Habrá quien vea tu libro como una especie de «canto del cisne» de un modelo de negocio que, por lo que dicen algunos, está obsoleto.

Yo lo veo como un libro que intenta no ser ni fúnebre ni tampoco ingenuo con respecto a las nuevas formas de librería. Es decir, no soy pesimista respecto a su futuro ni defiendo que el único modo de que se salve el negocio sea convirtiendo las librerías en cafés, o en restaurantes, o en tiendas de objetos de regalo. Me meto en muchos berenjenales, pero el único tema en el que no lo hago es en el de las características del negocio. No hago una cronología económica, no explico cómo se articula la historia del depósito de libros o de la compra en firme, no hablo de la distribución, que para mí era una selva que ya está más que documentada. Lo que no se había contado era la parte más humanista, más de historias y biografías de libreros, de espacios emblemáticos.

Le has dado un tono muy romántico al ensayo, por lo que escribes sobre los espacios donde están ubicadas las librerías, y por lo que narras de tus propias experiencias a lo largo de varios años de viaje y de visitas buscando historias y libros.

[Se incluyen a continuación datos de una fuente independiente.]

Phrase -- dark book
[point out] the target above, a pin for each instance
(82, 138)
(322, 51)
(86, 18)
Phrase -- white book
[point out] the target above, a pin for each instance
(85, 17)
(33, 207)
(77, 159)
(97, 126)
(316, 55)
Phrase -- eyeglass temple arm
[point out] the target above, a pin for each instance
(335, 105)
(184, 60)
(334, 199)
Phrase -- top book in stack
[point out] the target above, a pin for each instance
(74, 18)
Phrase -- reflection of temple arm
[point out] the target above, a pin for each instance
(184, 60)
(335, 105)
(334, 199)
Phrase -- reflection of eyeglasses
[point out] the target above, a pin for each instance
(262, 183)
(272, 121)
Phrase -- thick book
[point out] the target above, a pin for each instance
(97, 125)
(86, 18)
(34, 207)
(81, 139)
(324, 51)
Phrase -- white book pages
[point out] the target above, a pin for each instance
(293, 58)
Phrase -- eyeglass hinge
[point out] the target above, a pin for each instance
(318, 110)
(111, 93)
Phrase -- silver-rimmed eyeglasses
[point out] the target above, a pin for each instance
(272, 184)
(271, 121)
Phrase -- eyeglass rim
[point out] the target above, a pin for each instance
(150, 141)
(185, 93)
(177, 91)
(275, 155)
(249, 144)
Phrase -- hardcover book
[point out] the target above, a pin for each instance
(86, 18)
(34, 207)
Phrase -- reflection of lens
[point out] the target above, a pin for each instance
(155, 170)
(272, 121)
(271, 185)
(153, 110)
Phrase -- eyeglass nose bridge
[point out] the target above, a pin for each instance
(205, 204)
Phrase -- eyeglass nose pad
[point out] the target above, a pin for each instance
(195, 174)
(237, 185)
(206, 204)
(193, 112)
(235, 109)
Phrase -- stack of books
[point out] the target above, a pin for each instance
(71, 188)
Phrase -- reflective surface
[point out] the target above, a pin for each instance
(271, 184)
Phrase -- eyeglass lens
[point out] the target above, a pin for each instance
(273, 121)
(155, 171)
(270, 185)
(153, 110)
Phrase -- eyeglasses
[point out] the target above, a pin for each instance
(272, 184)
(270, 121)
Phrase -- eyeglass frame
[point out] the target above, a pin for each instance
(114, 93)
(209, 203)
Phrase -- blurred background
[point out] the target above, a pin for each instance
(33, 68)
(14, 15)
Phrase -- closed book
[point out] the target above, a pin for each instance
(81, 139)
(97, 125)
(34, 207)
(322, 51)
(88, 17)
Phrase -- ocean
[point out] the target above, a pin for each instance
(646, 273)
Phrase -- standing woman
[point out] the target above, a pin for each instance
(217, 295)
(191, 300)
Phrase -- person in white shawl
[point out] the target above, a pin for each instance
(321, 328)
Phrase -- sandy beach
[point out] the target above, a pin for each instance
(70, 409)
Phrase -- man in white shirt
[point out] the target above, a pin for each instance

Sí, hay una marcada voluntad romántica que tiene que ver con las leyendas de las librerías y los libreros, y que relaciono con mi juventud. Comienzo en Guatemala, país en el que, por primera vez, al entrar en una librería entendí que ahí pasaba algo que me fascinaba. Después de Guatemala me fui a París y peregriné a Shakespeare and Company para rendir pleitesía al mito. Librerías parte de ese lugar con la metáfora del pasaporte invisible que uno va firmando y sellando cuando visita cada una de ellas. Esa metáfora la desmiento, la desmitifico, le quito el romanticismo. El libro acompaña al lector en ese proceso de desmitificación de las librerías y, al mismo tiempo, de una desmitificación personal. Yo mismo me fui dando cuenta de que también había mucha miseria, mucho negocio, explotación laboral, cuestiones de ego y de envidia, etc.

Si repasamos las citas que incluyes al inicio, ya vemos la idea. Tengo la impresión de que todas estas referencias las podrías hacer tuyas.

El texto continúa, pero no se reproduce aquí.